CAPÍTULO II
Sem dúvida, aquilo que serve a um fim segue, necessariamente, sua condição; e seria depravado se fosse perverso e desordenado. Esta verdade se justifica pela conformidade e pela relação entre o entendimento e a ciência, pelo abuso que causam nessa as desordens daquela. Certamente também que foi a bom direito que o Apóstolo São Tiago, considerando os maus usos nos quais ela [a ciência; ndt] se aplica, a chama material e terrestre, quando ela se abaixa e se profana até ao ponto de servir às Volúpias sensuais; ele não finge ao dizer que ela é diabólica que abraça o luxo e se abandona à vaidade. Como a agulha da bússola gira em direção ao Norte, no lado em que ele a tocou; o entendimento também se dirige para a Vontade, atingido pelo seu contágio. Todos os objetos parecem, aos olhos do Ictérico [acometido de icterícia; ndt], ter a cor de seus olhos [a icterícia é uma doença cuja característica mais marcante é a cor amarela da pele e da esclerótica; ndt]. Alguém, muito sabiamente, disse que, quando não há ninguém a quem se possa pedir um conselho, e quando se está destinado a dá-lo a si mesmo, é preciso, sobretudo, escolher purificado das paixões; pois, sem dúvida, não há nada mais contrário à luz do entendimento do que a cobiça, não há nada que a obscureça mais e que, por essa razão, a torna mais inútil. E, verdadeiramente, que segurança poderemos ter nisso, sabendo – como sabemos – que ela é cega? E que espetáculo não ofereceríamos ao, não querendo nos desviar do caminho e não nos perdermos, seguirmos um guia que não conhece os caminhos, que, ordinariamente, faz com que se percam todos aqueles que o seguem? A experiência ensina, todos os dias, àqueles que governam grandes máquinas, que um ligeiro inconveniente, uma sujeirinha de nada, uma poeirinha, pode fazê-las parar e cair em desordem; por menor que seja a ferrugem nos dentes da engrenagem-mãe de um relógio, ela é capaz de fazê-lo atrasar e parar todo o movimento. Não tenhamos dúvida de que, se a vontade não estiver pura e imaculada, e não tiver o mínimo de impedimentos, ela não será capaz de permitir livre ação à nossa alegria; é preciso que ela possa agir sem dificuldades naquilo que mais lhe agrada, na medida em que for legítimo e que ela se conforme à razão.

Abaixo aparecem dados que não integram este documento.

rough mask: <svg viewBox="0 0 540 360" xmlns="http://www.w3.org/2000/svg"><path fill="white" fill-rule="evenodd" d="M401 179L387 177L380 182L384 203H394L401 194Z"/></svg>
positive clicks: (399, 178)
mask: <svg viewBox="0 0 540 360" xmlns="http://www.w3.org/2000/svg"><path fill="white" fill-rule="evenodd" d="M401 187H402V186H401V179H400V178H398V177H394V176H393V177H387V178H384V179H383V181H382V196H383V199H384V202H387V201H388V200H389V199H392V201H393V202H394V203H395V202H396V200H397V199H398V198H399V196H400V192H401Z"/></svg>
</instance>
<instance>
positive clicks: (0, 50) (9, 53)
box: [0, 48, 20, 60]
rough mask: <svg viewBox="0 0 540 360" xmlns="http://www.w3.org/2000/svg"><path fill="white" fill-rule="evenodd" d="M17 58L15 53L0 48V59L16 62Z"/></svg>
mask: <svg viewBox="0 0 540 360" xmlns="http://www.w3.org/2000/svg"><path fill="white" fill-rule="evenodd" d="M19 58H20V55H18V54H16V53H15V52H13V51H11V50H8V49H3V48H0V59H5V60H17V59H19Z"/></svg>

NIEREMBERG, Jean Eusebe. L'art de conduire la volonté selon les preceptes de la Morale Ancienne & Moderne, tirez des Philosophes Payens & Chrestiens. Traduit du Latin de Jean Eusebe Nieremberg, Paraphrasé & de beaucoup enrichy par Louys Videl, de Dauphiné. Dedié à Monsieur de Lionne, Conseiller d'Estat ordinaire & Secretaire des Commandements de la Reyne Regente. Paris: Chez Jean Pocquet, 1657, pp. 318-319.